Recently, Charles Hoskinson, Co-Founder and CEO of IOHK, the technology company “contracted to design, build, and maintain the Cardano platform”, talked about Dogecoin ($DOGE), which seems to be Tesla CEO Elon Musk’s favorite cryptocurrency.

Hoskinson’s comments about Dogecoin were delivered during a conversation with MIT AI Researcher Lex Fridman on episode #192 of the “Lex Fridman Podcast“, which was released on June 17.

Fridman started this segment of his interview with Hoskinson by referring to a YouTube video Hoskinson released on May 17, in which he explained to Tesla and SpaceX CEO Elon Musk ideas for improving Dogecoin.

Fridman wanted Hoskinson to talk a bit about how Dogecoin could be made better than it is already.

Hoskinson replied:

Well, you know, Dogecoin is like that “Nine Inch Nails” song “Copy of A“… it’s Bitcoin gave Litecoin, Litecoin gave Dogecoin, and it was kind of a parody cryptocurrency. And I think Jackson [Palmer] was trying to do it to like prove a point about all coins, and then true to form, nobody got the doctrine and completely perverted the entire religion. It’s always like the “Emperor of Mankind” in [popular miniature wargame] “Warhammer 40K“, who was like this atheist… and now there’s like this whole religion built around the emperor…

So, Dogecoin has become a thing, and it’s become such a large thing that it is a reasonable target for somebody to fix it up, repair it, make it an interesting cryptocurrency. The point of the video was to show what a modern third generation cryptocurrency really would require. It’s a major overhaul, and there are already people doing this — you know, there’s Solana, Harmony, Cardano, EOS, and all these other guys and they have billions of dollars and huge dev teams and all these innovative protocols.

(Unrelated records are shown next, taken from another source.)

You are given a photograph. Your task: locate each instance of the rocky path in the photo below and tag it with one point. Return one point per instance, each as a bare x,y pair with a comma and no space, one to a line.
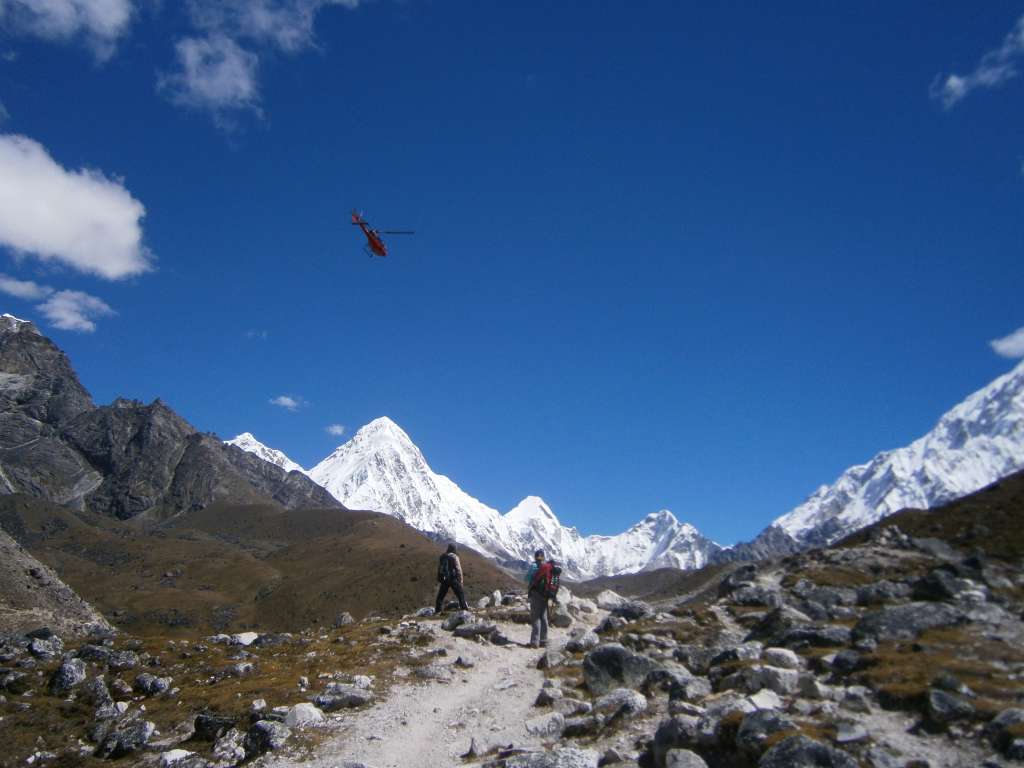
432,723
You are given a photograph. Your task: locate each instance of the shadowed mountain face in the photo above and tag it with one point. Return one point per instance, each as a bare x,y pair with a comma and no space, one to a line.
32,596
230,566
122,460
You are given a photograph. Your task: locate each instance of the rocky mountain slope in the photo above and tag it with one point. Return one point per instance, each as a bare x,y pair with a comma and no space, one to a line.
381,468
230,567
248,441
975,443
124,460
888,650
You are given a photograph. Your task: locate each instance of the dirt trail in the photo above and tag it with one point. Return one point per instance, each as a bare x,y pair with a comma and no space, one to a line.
432,723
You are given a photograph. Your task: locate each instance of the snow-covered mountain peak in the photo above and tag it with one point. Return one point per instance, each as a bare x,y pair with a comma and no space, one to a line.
975,443
529,509
380,468
10,323
248,441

If you’re really serious about this thing sticking around, being useful in doing stuff, then the point of the video was to show the types of things you’d have to think about and the types of papers that are all open source, patent-free, and don’t have any notion of intellectual property behind them the his engineers could grab and go and do and he did mention on Twitter that he was looking for feedback on how to improve Doge and so I said ‘all right, well I’ll just put all these things together’. It was a little tongue-in-cheek because I figured he’d ignore it, but it was also showing how hard it is to innovate in this entire space...

It’s really hard to build a cryptocurrency. Satoshi probably spent years thinking carefully and that work was a derivative of 30 years of work in the digital assets space starting in the 1980s working its way through. And then, Bitcoin only did very limited things relative to what Ethereum can do or Cardano can do and so forth. So the minute that you extend that complexity, you’re talking about years of R&D, years of engineering effort that needs to be done.

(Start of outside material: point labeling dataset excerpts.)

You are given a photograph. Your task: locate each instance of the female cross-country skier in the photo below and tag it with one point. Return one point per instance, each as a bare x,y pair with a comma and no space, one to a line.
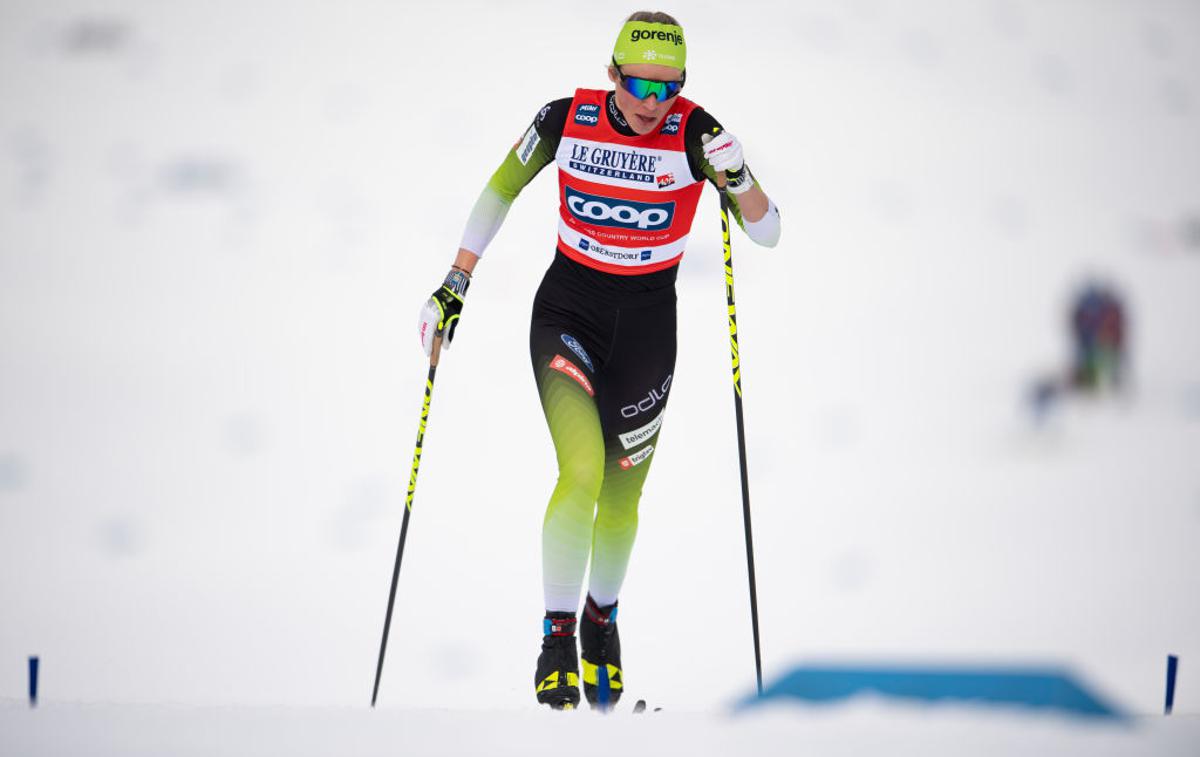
631,163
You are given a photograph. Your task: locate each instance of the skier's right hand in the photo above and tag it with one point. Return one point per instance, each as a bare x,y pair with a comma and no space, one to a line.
439,314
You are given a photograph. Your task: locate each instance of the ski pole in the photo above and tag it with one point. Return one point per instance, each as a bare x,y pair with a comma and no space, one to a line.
742,437
408,508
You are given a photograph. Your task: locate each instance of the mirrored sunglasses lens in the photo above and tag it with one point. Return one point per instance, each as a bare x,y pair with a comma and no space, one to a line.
645,88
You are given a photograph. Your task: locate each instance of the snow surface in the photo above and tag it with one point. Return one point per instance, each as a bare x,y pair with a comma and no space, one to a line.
217,221
865,728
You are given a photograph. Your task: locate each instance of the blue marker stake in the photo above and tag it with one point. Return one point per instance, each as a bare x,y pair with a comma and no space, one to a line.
33,680
1173,666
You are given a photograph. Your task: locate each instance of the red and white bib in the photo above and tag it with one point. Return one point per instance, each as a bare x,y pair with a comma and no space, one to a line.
625,203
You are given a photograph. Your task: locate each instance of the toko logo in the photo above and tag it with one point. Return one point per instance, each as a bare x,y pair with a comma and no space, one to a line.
621,214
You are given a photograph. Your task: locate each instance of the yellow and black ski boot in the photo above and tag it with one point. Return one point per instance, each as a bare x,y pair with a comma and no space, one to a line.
557,680
600,643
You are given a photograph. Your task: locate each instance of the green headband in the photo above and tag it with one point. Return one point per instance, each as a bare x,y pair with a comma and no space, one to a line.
646,42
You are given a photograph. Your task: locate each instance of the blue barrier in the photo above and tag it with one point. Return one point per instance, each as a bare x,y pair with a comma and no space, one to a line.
1045,689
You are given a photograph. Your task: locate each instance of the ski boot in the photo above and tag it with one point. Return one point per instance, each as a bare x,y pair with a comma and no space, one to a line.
557,679
600,644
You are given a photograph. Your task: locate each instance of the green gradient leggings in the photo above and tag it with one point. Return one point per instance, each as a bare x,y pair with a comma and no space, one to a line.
603,348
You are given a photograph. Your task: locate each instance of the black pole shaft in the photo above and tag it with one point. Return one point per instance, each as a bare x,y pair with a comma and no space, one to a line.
742,437
408,511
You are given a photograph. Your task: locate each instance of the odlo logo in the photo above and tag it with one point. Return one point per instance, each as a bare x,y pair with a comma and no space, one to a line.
621,214
652,398
587,114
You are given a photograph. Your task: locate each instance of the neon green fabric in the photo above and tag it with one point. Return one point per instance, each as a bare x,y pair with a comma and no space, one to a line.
646,42
592,516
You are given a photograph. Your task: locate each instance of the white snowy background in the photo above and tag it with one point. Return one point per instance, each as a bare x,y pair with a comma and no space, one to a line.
217,221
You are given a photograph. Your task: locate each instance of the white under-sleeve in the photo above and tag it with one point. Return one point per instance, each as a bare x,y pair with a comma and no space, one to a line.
765,230
485,221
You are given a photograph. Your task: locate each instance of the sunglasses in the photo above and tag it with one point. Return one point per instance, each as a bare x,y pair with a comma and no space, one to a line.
642,88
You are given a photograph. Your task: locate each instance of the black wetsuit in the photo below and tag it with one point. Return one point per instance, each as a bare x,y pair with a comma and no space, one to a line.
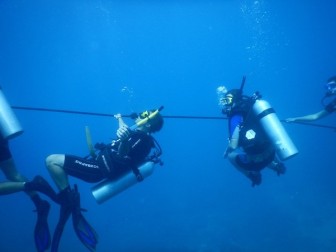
241,114
109,163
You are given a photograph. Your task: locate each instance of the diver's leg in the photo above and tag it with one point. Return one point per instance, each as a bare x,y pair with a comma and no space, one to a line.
55,164
277,166
238,159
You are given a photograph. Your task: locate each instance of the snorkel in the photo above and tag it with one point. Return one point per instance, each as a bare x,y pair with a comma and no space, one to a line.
330,90
227,99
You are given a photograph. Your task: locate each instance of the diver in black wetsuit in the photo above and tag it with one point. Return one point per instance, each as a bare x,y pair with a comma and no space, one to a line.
249,150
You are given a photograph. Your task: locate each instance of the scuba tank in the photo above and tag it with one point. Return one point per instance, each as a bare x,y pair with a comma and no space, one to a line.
273,128
9,124
109,188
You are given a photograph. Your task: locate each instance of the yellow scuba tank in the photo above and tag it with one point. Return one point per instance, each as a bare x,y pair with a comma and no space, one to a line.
111,187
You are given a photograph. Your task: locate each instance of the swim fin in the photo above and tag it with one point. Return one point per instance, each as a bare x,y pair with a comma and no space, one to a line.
84,231
64,198
41,231
70,204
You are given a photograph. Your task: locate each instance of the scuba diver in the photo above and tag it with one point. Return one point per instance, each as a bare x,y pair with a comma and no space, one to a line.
252,134
328,108
10,128
133,147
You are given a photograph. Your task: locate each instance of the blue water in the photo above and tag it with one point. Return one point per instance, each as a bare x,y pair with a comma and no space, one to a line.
126,56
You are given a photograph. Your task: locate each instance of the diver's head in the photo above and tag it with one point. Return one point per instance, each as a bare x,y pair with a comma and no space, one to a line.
227,99
154,122
331,86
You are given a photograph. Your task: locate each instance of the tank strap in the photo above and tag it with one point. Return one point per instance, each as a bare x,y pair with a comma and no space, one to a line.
265,113
137,173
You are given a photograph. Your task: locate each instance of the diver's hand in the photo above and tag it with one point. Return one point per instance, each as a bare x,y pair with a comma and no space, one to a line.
227,151
123,132
292,119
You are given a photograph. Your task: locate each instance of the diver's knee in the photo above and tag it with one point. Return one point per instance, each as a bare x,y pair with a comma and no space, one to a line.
54,160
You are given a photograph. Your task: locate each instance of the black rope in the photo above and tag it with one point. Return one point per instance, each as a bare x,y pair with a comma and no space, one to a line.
172,117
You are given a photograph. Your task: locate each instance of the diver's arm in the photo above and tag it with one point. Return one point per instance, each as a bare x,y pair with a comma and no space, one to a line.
307,118
233,142
120,120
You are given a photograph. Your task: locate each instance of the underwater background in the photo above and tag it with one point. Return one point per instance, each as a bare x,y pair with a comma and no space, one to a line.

So what’s the point of DOGE? Is it just a meme? Is it actually contending to be useful? Or is it competing as a store value against Bitcoin? Now if it’s competing as a store value against Bitcoin, why the hell does it have the monetary policy it does?

Also there’s predatory distribution of the underlying asset, and over 90+ percent is consolidated — less than one percent of the holders… at a very very low price point. So they can sell at almost any price point and make a profit. So it hits 50 cents, they’re billionaires. And it’s not like20,000 people — it’s probably less than a hundred wallets that have that distribution… once the guys who are vested start selling, they can just keep selling and keep selling it right all the way down and make windfall profits regardless of what price they sell at. And who are they selling against — the retail investors, you know, people who make $500 spare money a month or something like that.

Fridman then asked Hoskinson if it is possible for Cardano and Dogecoin to work together somehow.

Hoskinson answered:

Yeah, it’d be a lot of fun. I’m not averse to the idea of cleaning up the codebase but legitimately whoever comes in, it’d be two years or three years of work because you have to do real stuff and that code is like Litecoin circa 2012-2013.

Fridman replied:

Well, the interesting thing about Elon [is] that combination of humor and extreme ambition like in the face of impossible odds is something he does really well. And so I think that’s the spirit of Dogecoin. It’s fun and almost like bold ambitious innovation. So I think you can’t discount the power of that.